I’m watching her from the window of the rickety bus as I make my one hour (or three hours, depending on how the traffic god decides to play on said day) commute back from work. She is sane. That much I can tell. You know, one thing about Lagos I picked up quickly when I came here was how difficult it is to tell a crazy, homeless beggar from a home­less beggar.

She has two kids held on both hands hanging on her hips, old-fashioned style as she gesticulates with her palm face-forward at the wound-up screens of the cars waiting for the traffic lights to turn green. They are twins and I remember them clearly, from when they were babies and she had to sit with them sprawled on the floor next to each other in pink blankets on the demarcation that split the Mobolaji-bank Anthony Way in half.

They are grown now, no longer babies and can join their mother in solic­iting for funds by the roadside, all day every day.

Like I said, she is sane. I can also tell that she is able-bodied; has no ridiculous wound or deformation that leaves you wondering about how fate deals terrifying cards on some people. Her alibis are these innocent kids, kids who weren’t asked to be born, kids who have become her pass to daily meals.

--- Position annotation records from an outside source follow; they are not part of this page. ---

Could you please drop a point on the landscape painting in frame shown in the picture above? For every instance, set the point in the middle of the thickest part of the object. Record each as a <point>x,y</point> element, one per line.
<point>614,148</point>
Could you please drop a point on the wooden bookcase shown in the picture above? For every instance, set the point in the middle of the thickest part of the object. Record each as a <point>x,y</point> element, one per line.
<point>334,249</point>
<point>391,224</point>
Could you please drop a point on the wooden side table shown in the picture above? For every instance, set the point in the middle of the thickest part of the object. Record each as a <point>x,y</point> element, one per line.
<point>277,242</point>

And I wonder; why is she here? Isn’t there something better or more honorable that she can do? Where is the father of these kids? If he was the provider and bread winner as society told him he ought to be, would she have been here with her kids? And what if he was doing all he knew how to and still was strug­gling to feed these mouths that he had become responsible for by choice?

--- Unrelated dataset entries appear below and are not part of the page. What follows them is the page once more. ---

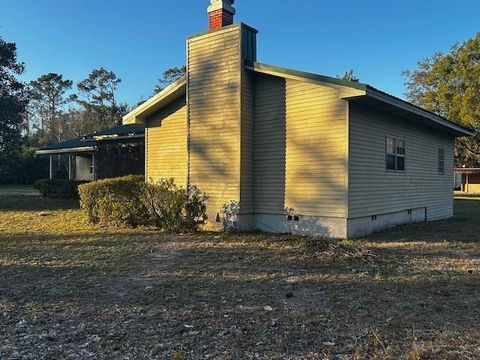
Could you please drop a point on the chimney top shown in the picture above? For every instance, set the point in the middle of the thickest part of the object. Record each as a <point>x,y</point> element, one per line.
<point>220,13</point>
<point>226,5</point>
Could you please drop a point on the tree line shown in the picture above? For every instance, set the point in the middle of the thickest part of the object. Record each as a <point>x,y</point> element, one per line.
<point>52,108</point>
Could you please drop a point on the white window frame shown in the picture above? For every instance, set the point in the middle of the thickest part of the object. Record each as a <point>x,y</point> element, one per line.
<point>441,161</point>
<point>395,153</point>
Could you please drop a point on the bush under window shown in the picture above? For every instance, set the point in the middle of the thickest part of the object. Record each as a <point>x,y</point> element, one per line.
<point>58,188</point>
<point>129,201</point>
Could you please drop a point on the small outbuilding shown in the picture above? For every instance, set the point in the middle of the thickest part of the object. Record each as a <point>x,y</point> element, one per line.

It is very important to note that all this while, I haven’t seen anyone drop anything into her bowl or wind down their glass to hand her miserly 50s’ or 20s’. It seems infinitesimal but I guess it adds up somehow.

Let’s say she ‘resumes’ at 8am at her spot and leaves at 9pm at night. That’s a 13-hour time frame. Assuming 8 people drop in 50naira into her bowl every hour, she will have made 5,200 naira at the end of the day. Maybe my answers are unveiling themselves naturally, right?

Sane, able-bodied individuals beg sane, able bodied individuals in Lagos for money, because it is easy! Not because it is necessarily the only option or because they would rather beg than steal. It is an easier route to making some feed­ing money day in day out than it is to actually go about and do some actual work.

I stopped to buy boiled groundnuts from a woman who was hawking on a hot afternoon and in the conversation that ensued, she vehemently opposed the idea of begging to make ends meet. She would rather work and take care of her home with the little she earned than subject herself or her children to such conditions.

Nonetheless, for some select few, feeding off the yearning need of humans to feel charitable and noble by giving, have gained them easy access to amounts of money which though meager still, may not be earned with a day’s work of labour, sweat, and exhaustion.

Whatever the excuse is, I still think there is honour and dignity in labour.